After D-Day he was responsible for port security and a Mulberry harbour at Arromanches, and later similar duties in Belgium and Germany. He was promoted to major as Port Security Control Officer in Hamburg and to GSO II Intelligence (Ports and Frontiers) on the staff of HQ 8th Corps District, before demobilisation in April 1946. He took his delayed MA at Cambridge and joined the Public Records Office in 1947.

In 1944 he had married Mercy Sholl, who was teaching at a preparatory school, which had been evacuated to Alfoxton House in Somerset, a house with historical associations with Coleridge and Wordsworth. Here her brother, Ernest Sholl, was school chaplain and Classics master, subsequently becoming Rector of Holford and Vicar of Stogursey.

Outside the Public Record Office Jeffery Ede was a Lecturer in Archive Administration at the School of Librarianship and Archive Administration at University College London.
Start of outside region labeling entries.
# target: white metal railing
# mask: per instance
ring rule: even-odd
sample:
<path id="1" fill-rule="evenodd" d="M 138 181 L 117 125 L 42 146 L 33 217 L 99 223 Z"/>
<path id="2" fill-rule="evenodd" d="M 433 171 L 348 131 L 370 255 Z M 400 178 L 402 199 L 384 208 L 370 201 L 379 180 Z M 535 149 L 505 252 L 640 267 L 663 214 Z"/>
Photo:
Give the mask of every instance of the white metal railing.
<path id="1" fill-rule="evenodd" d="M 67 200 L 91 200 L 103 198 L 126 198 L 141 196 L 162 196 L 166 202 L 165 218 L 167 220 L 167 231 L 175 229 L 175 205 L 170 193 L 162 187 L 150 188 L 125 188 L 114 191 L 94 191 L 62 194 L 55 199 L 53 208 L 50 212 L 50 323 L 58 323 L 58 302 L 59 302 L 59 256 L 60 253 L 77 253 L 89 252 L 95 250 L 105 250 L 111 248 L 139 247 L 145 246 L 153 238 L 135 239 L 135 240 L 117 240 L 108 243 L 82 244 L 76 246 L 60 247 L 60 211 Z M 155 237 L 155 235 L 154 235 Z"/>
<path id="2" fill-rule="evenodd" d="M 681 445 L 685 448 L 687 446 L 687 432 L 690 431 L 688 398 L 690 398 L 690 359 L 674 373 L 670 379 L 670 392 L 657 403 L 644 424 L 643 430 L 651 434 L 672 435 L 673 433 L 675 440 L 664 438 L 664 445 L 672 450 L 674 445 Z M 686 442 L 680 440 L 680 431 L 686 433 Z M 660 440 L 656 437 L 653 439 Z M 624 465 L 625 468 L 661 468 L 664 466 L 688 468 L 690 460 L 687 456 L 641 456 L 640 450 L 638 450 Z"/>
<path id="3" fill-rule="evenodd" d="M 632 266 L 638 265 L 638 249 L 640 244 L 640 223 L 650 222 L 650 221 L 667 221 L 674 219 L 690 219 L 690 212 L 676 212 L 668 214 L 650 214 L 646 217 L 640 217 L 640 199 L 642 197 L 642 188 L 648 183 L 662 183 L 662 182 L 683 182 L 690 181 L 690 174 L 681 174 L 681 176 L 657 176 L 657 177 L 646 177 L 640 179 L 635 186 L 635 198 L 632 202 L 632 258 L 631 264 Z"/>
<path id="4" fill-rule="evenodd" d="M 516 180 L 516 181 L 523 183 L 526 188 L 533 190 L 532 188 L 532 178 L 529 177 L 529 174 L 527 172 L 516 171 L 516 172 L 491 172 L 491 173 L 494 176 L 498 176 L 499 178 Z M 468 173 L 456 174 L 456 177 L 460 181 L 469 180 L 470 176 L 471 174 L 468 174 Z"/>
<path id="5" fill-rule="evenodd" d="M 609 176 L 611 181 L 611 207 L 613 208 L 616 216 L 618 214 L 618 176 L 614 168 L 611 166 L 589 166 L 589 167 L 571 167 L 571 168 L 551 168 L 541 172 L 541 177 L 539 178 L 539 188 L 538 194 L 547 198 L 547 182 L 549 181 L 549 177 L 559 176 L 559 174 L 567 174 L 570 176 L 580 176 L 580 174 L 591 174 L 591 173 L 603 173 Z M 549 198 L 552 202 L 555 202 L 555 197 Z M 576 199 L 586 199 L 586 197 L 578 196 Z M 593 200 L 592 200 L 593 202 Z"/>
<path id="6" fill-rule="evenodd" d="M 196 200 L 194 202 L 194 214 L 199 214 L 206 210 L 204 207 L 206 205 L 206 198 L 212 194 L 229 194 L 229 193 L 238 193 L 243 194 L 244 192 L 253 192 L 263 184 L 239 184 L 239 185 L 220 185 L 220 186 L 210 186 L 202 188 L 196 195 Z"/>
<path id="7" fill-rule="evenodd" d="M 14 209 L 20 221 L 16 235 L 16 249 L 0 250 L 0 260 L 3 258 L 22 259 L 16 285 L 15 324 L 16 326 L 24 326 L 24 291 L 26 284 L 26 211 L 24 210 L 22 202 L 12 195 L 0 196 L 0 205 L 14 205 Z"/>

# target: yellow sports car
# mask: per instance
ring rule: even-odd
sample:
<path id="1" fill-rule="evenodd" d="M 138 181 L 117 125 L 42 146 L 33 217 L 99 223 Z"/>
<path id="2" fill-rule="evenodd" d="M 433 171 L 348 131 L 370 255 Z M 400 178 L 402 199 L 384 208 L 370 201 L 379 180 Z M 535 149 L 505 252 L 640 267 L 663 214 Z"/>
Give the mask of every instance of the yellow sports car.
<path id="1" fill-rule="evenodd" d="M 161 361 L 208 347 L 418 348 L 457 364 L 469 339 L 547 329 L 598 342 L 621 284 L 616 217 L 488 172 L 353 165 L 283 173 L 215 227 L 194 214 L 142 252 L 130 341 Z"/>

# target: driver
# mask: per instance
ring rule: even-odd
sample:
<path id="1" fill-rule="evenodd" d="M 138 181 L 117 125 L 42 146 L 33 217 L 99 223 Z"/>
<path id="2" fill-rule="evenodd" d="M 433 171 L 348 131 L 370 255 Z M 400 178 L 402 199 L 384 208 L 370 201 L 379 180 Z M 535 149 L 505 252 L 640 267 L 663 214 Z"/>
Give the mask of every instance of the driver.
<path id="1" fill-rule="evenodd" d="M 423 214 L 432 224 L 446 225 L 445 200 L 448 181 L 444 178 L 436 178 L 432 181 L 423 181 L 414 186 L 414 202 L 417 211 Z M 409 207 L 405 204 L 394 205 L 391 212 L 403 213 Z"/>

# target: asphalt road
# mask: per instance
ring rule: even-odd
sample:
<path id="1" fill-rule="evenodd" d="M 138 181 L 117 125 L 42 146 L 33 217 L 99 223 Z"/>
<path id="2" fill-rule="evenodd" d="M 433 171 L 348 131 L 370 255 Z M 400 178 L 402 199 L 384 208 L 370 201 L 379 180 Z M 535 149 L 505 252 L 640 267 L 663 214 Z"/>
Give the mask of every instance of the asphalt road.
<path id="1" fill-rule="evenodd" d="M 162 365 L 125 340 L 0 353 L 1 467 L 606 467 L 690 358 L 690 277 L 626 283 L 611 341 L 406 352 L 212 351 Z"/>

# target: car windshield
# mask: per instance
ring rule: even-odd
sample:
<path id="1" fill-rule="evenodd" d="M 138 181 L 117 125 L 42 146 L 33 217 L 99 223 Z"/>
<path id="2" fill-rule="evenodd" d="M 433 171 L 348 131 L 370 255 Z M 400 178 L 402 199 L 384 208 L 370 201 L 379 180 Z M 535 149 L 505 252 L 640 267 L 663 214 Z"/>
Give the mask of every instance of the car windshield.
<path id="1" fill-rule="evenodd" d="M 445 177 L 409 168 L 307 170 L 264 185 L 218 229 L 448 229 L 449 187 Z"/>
He also acted as a Unesco expert advising on the national archives of Tanzania in 1963-64. From 1972 to 1978 he was Chairman of the British Academy Committee on Oriental Documents and in 1976-78 Vice-President of the International Council on Archives (ICA). He served for three years as the President of the Society of Archivists, and in 1979 was made a Freeman of the Goldsmiths' Company and of the City of London.

In retirement in Somerset, at Drayton and later at Ilminster, Ede served as a co-opted member of the county council's Libraries, Museums and Records Committee (1980-88) and as Chairman of the Somerset Archaeological and Natural History Society's Library Committee (1987-93). He sorted and listed the society's own administrative records for transfer to the Somerset Record Office; and similarly a collection of records of the Cely Trevilian family of Midelney and papers of the Heritage of the Ile Trust in Ilminster. He also compiled a report on the records of the Clerical & Medical insurance company and undertook several missions for the ICA and Unesco to Cyprus, Lesotho and Iraq.

His abiding characteristics in public and private life were a sense of duty and discipline, leavened by an easy manner and kindness, understanding and courtesy. He was, too, able to stand back and observe himself and others with puckish humour and wit.